***
Eyden bersikap semakin manja, membuat Ellina tidak habis pikir dan kini dihadapan semua orang, Eyden sengaja menarik pinggang Ellina dan mengenalkan Ellina kepada mereka, dengan kata-kata yang sedikit menggelikan.
"Lihat ke arah sana Ratuku, mereka bilang akan memperindah air terjun kita."

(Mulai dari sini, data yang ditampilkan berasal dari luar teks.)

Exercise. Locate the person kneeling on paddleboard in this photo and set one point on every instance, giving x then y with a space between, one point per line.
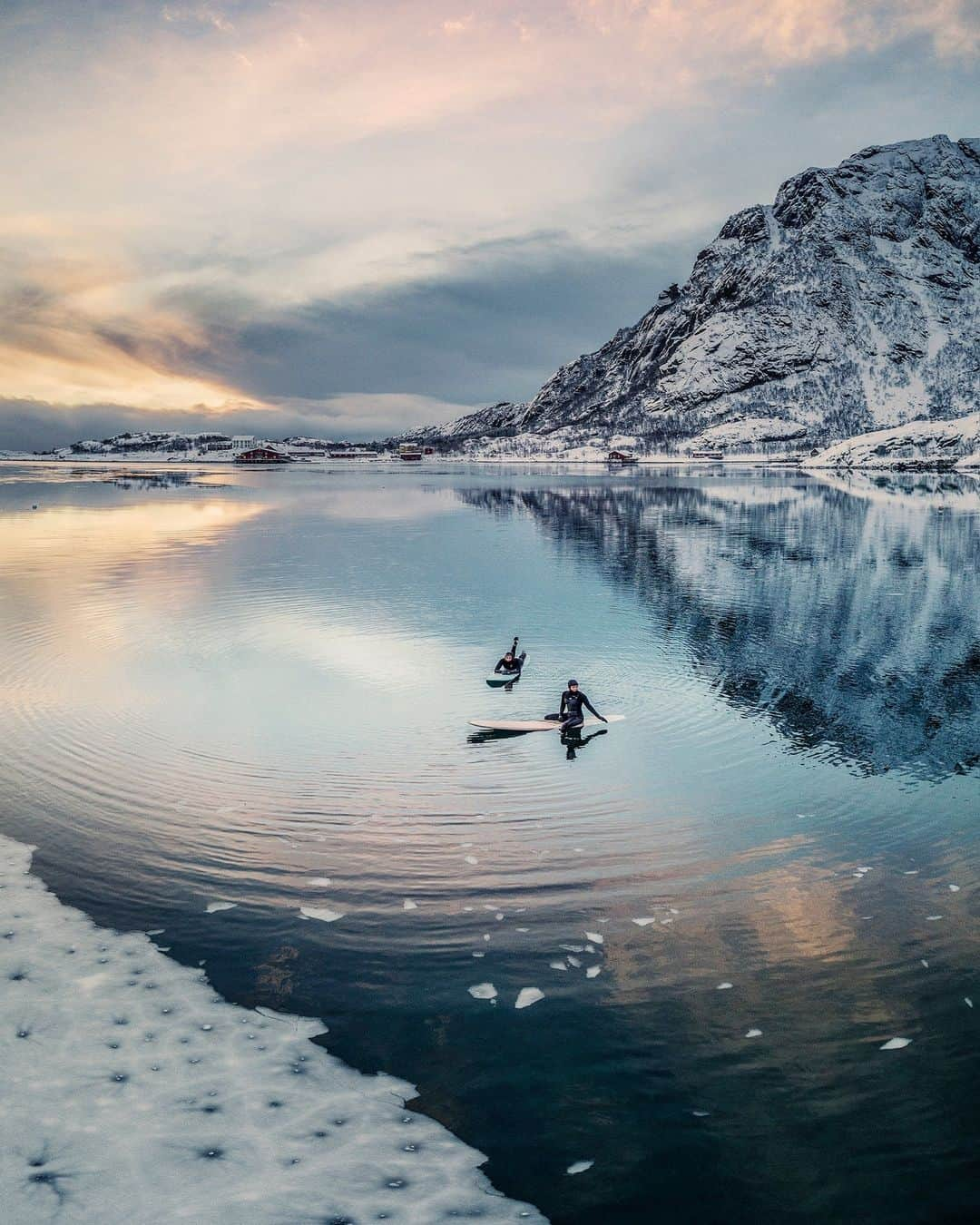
511 664
570 712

"Eyden berhenti mengatakan sesuatu yang menggelikan," bisik Ellina tepat di telinga Eyden.
Pria itu hanya menarik kedua sudut bibirnya keatas, seakan tersentuh dengan ucapan Ellina. Padahal Ellina bukan sedang memujinya.
Menurut Eyden apa yang Ellina lakukan itu selalu menggemaskan dimatanya. Kadang Ellina yang suka heran sendiri gak paham dengan maksud Eyden.
"Malam ini, haruskah kita bercanda lagi?"
"Bercanda ... Maksudnya?" Tanya Ellina tidak paham.
"Iya, bercanda dan beraktivitas bersama. Para tetua selalu menanyakan kapan penerus kita hadir," ungkap Eyden.
Ellina menghela nafas, kenapa pria-pria tua itu tidak pernah mengerti kalau semua butuh waktu. Lagipula siapa yang mau mengandung anak Eyden. Perjalanan Ellina sebagai Aktris masih panjang.
Belum lagi dia harus menyingkirkan ibu tiri sialannya itu dari rumah. Sebelum Papanya berhasil menyerahkan warisan kepada orang yang salah.
"Kenapa diam?"
"Menurutmu putra dan putri kita akan seperti apa?"
"Kenapa kamu bertanya seolah-olah aku akan memberikan anak kepadamu?" Tanya Ellina dengan sarkasnya.
Eyden terkekeh, "aku yakin sebentar lagi dia hadir di sini. Sampai saat itu aku pastikan akan membuatnya banyak."
Ellina membulatkan matanya terkejut dengan ucapan Eyden. Ellina memilih untuk menghindar dengan alibi meminta tolong pada Eyve tentang sesuatu.
"Ada apa Ratu?"
"Tidak ada, aku hanya ingin buang air kecil saja."
Eyve hendak menemani namun sekarang pekerjaannya cukup banyak, melihat hal itu Ellina segera menyuruh Eyve untuk diam.
"Kamu jangan menemaniku, cukup diam saja di sini."
"Tapi Ratu ...."
"Tidak masalah, justru kamu harus menyelesaikan pekerjaan kamu dengan benar bukan?"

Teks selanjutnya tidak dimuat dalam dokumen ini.